CAPSTONE: ‘You can’t always get what you want’

By Allison Lozada —

While some bands try to make it big others have tasted the bittersweet nectar of stardom. John Blicharz, guitarist of metal band Annuanki and student at New Jersey City University gives some advice to those bands who are trying to succeed in the music business. The truth about the music industry isn’t as glamorous as it seems.

“You really have to love what you do,” said Blicharz. Blicharz may not sound too familiar in the United States but rest assure if you travel to Germany, you will find fans wearing Annunaki band shirts. He has played shows in multiple places in the United States and overseas. He explains how fans differ from American to German, “In Germany, we are treated like human beings… People are just friendly.”

Blicharz grew up in the era where metal was just gasping its’ first breath of air. Mentioning Iron Maiden, Deep Purple, and Slayer, it was no surprise he was going to become inspired by all these founding fathers of metal. Getting involved in the metal scene was much easier than becoming involved with the industry. Playing shows and promoting music hoping someone will be charmed by the chords and riffs can take its toll.
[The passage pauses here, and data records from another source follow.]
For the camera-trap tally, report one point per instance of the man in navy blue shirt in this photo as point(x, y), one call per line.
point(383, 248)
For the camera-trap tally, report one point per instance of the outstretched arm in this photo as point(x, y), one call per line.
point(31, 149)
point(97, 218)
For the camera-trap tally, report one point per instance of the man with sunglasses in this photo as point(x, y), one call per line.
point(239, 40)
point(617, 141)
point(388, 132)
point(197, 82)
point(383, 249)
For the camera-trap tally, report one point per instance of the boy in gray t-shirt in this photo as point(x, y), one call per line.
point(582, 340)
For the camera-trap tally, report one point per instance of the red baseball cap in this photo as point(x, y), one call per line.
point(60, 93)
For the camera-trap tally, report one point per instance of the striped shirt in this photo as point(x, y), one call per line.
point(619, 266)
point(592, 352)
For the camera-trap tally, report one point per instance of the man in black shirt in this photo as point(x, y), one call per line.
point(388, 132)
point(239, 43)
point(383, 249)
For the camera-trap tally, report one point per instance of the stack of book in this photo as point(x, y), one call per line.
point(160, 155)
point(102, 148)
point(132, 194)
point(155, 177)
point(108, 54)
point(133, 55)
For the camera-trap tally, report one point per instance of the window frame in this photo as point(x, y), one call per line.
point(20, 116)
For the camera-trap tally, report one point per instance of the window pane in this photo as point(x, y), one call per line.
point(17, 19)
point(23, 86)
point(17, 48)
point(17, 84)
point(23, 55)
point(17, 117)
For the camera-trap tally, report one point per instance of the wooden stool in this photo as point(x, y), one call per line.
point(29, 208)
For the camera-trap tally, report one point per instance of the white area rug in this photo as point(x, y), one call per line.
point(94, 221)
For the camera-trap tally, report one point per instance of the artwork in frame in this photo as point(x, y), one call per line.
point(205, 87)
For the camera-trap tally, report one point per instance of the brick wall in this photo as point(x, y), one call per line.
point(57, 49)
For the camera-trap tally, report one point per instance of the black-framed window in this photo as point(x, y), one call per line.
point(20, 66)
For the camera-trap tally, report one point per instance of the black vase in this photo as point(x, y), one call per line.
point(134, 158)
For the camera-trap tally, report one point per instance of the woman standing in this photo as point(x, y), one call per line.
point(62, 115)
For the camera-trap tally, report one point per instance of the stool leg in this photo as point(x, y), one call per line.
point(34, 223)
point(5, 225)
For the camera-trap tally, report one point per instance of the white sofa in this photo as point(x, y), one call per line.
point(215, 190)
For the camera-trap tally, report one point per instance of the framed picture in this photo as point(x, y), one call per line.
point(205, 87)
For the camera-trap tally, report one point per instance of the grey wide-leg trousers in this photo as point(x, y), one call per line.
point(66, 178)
Struggles in the music business always come back to money. Some gigs can be farther than expected, but a gig is a gig. Promoting your music is expensive but not as expensive as traveling. Gas and food become a factor that must be taken into serious consideration. Signing with sleazy record companies with alternate motives can ruin everything. You can kiss the rights of your music good bye.

The New York Times had an article on August 15, 2011 that read, “When copyright law was revised in the mid-1970s, musicians, like creators of other works of art, were granted “termination rights,” which allow them to regain control of their work after 35 years, so long as they apply at least two years in advance.”

Without having too much knowledge, especially experience, damage control may have to be taken. Along with money problems, however, band members can be the death of the musical journey.” The ideal band has democracy,” said Blicharz.

Dealing with band members will always be a constant struggle according to Blicharz. There will always be at least two people trying to call the shots or demand the attention and that is where the band can suffer. If any problem arises let it out or, as Blicharz said, “bitch it out.”

Meeting your musical inspiration may not always go the way you plan. If you have high expectations, your ideal can fall through the cracks. In fact, you may be seeing someone completely different than what you had hoped for. One advice Blicahrz does offer to everyone is, “Don’t meet your ideals. They won’t be your ideals anymore.”